An explicit self-dual construction of complete cotorsion pairs in the relative context

Let $R\to A$ be a homomorphism of associative rings, and let $(\mathcal F,\mathcal C)$ be a hereditary complete cotorsion pair in $R\mathsf{-Mod}$. Let $(\mathcal F_A,\mathcal C_A)$ be the cotorsion pair in $A\mathsf{-Mod}$ in which $\mathcal F_A$ is the class of all left $A$-modules whose underlying $R$-modules belong to $\mathcal F$. Assuming that the $\mathcal F$-resolution dimension of every left $R$-module is finite and the class $\mathcal F$ is preserved by the coinduction functor $\operatorname{Hom}_R(A,-)$, we show that $\mathcal C_A$ is the class of all direct summands of left $A$-modules finitely filtered by $A$-modules coinduced from $R$-modules from $\mathcal C$. Assuming that the class $\mathcal F$ is closed under countable products and preserved by the functor $\operatorname{Hom}_R(A,-)$, we prove that $\mathcal C_A$ is the class of all direct summands of left $A$-modules cofiltered by $A$-modules coinduced from $R$-modules from $\mathcal C$, with the decreasing filtration indexed by the natural numbers.
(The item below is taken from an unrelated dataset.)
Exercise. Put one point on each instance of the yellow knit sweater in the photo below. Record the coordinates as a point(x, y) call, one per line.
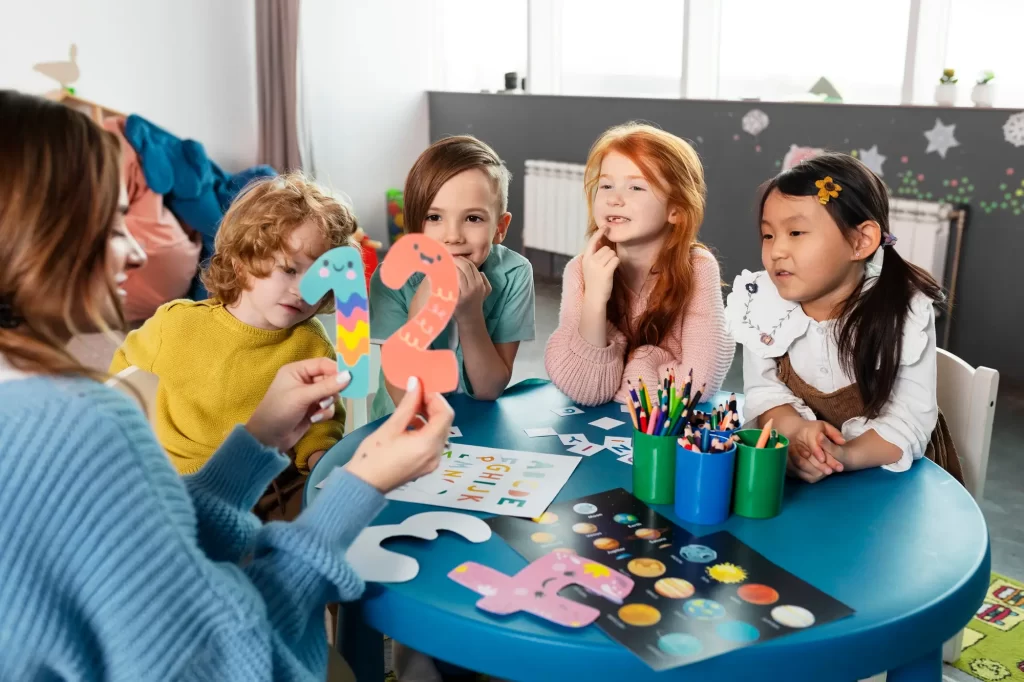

A combined result, based on the assumption that countable products of modules from $\mathcal F$ have finite $\mathcal F$-resolution dimension bounded by $k$, involves cofiltrations indexed by the ordinal $\omega+k$. The dual results also hold, provable by the same technique going back to the author's monograph on semi-infinite homological algebra arXiv:0708.3398. In addition, we discuss the $n$-cotilting and $n$-tilting cotorsion pairs, for which we obtain better results using a suitable version of the classical Bongartz lemma. As an illustration of the main results of the paper, we consider certain cotorsion pairs related to the contraderived and coderived categories of curved DG-modules.